As with Woodsworth, Ivens and Smith, she held to a different, unsettling and openly pro-labour position in opposition to that taken by her church. Her dismay at what she regarded as a betrayal of their commitment to the cause of labor and trade unionism was at the root of a growing discontent with the church and her role in it. The capstone to all of this was the treatment meted out by the Manitoba Conference to Ivens, and even more particularly, to A. E. Smith. Beatrice and her family, now resident in Brandon, were active members of First Methodist, the church to which Smith came as pastor in 1915. Beatrice was caught up in Smith’s vision of a special Christian inspired mission to the working community, and became supportive of his venture. The rejection of Smith’s application by Conference at a meeting attended by Beatrice and her father, a church elder, completed her feelings of disillusion and led quickly to her resignation from her position in the Methodist Church, and even from the church itself. To declare, as the authors have done, that her resignation was prompted simply by dissatisfaction with her inability to secure ordination, while serving to relieve the church officers of responsibility in the matter, finds no support in her own files. Here, one is led to suspect that rather than argument following from fact, fact is adduced according to the requirements of argument.

A similar suspicion grows from the earlier, rather curious denigration of Woodsworth that, taken in the total context of the book, appears as almost a considered preamble to its earlier chapters. Brief, selected quotations, with no reference to their context, are offered to counter what the authors hold out to be “the myth that Woodsworth had studiously cultivated himself as a lone prophetic progressive,” but who was really only one “continuously carping about the confining rules and regulations of the church.” Readily available, extensive biographical material concerning Woodsworth makes it difficult, if not impossible to accept this portrayal as being other than a caricature and as such hardly deserving of a rejoinder.

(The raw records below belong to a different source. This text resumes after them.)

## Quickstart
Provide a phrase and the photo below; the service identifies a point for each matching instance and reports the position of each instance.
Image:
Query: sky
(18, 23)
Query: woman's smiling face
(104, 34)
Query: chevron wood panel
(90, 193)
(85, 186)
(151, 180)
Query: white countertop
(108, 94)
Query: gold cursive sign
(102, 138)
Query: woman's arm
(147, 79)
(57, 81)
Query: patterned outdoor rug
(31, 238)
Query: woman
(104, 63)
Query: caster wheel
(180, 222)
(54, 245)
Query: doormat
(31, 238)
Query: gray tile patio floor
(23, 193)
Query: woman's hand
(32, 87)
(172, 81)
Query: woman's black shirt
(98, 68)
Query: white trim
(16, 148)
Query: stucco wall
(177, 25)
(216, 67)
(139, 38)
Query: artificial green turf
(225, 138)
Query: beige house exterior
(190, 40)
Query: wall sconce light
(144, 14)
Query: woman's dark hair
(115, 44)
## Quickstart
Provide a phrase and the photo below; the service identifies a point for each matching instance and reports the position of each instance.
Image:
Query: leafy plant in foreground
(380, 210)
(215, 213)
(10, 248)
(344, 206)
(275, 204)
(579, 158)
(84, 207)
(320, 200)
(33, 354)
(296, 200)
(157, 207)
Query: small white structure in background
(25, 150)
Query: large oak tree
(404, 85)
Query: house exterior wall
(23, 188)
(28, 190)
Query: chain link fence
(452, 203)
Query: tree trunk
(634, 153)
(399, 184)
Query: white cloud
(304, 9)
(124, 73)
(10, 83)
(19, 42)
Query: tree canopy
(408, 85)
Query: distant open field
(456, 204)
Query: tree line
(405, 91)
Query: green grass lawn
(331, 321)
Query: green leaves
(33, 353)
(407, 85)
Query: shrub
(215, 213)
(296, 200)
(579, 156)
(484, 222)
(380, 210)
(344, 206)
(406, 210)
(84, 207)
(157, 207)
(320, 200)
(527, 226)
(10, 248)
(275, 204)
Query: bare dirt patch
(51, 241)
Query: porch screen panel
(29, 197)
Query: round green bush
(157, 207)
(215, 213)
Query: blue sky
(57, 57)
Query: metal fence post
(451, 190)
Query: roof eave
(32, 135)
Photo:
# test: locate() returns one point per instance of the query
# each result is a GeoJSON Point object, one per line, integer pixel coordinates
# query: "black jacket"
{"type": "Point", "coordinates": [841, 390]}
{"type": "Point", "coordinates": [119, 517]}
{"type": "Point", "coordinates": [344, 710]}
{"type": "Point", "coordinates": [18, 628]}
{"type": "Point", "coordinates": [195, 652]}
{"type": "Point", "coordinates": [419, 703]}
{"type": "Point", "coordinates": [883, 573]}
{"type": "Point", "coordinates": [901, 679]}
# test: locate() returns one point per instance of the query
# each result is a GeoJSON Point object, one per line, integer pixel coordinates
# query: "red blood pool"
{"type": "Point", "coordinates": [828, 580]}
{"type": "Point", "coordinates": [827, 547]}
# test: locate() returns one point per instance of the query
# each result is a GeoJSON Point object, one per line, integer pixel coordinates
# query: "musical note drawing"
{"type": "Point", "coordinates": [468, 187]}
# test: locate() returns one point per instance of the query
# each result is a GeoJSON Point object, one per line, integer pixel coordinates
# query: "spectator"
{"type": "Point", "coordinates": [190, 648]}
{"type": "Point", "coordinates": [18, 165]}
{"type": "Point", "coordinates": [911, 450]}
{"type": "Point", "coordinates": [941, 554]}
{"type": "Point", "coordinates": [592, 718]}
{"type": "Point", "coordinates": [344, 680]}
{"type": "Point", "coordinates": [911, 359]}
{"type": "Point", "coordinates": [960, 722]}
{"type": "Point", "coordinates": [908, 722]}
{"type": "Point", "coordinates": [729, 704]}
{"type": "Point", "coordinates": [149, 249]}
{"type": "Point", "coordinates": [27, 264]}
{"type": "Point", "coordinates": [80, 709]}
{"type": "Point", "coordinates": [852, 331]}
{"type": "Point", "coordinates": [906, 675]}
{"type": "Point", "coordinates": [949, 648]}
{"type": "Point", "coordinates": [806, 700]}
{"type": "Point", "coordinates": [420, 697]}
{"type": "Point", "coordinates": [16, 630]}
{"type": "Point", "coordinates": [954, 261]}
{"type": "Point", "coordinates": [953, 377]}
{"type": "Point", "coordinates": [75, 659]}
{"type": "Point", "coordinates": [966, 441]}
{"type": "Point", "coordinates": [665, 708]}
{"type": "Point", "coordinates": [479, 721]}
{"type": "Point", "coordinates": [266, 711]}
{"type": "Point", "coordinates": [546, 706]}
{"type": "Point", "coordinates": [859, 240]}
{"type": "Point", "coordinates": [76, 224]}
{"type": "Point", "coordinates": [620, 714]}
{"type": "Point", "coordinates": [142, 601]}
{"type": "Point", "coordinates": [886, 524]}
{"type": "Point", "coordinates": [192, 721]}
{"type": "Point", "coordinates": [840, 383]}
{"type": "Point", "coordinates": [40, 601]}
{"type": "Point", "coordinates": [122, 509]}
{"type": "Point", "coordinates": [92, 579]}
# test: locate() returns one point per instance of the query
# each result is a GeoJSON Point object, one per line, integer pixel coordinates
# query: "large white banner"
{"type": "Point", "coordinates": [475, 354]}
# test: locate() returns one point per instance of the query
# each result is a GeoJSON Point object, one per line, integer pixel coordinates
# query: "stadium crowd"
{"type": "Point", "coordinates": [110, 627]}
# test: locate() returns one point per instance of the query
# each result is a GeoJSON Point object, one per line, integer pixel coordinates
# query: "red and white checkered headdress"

In reviewing the course of events of the forty years under consideration, and the responses of the churches and church leaders selected to portray the emergence of the Protestants full-orbed Christianity, one might have expected a more rigorous analysis of the changing forces at work: in the theology and praxis of the new Social Christianity (a.k.a. in this study as Scientific Christianity and Muscular Christianity). Rather, one is left with a portrayal of positions taken and defenses offered, for the greater part by some holding positions in the upper reaches of certain church hierarchies. The result is the production of a volume marked much more by polemics than analysis.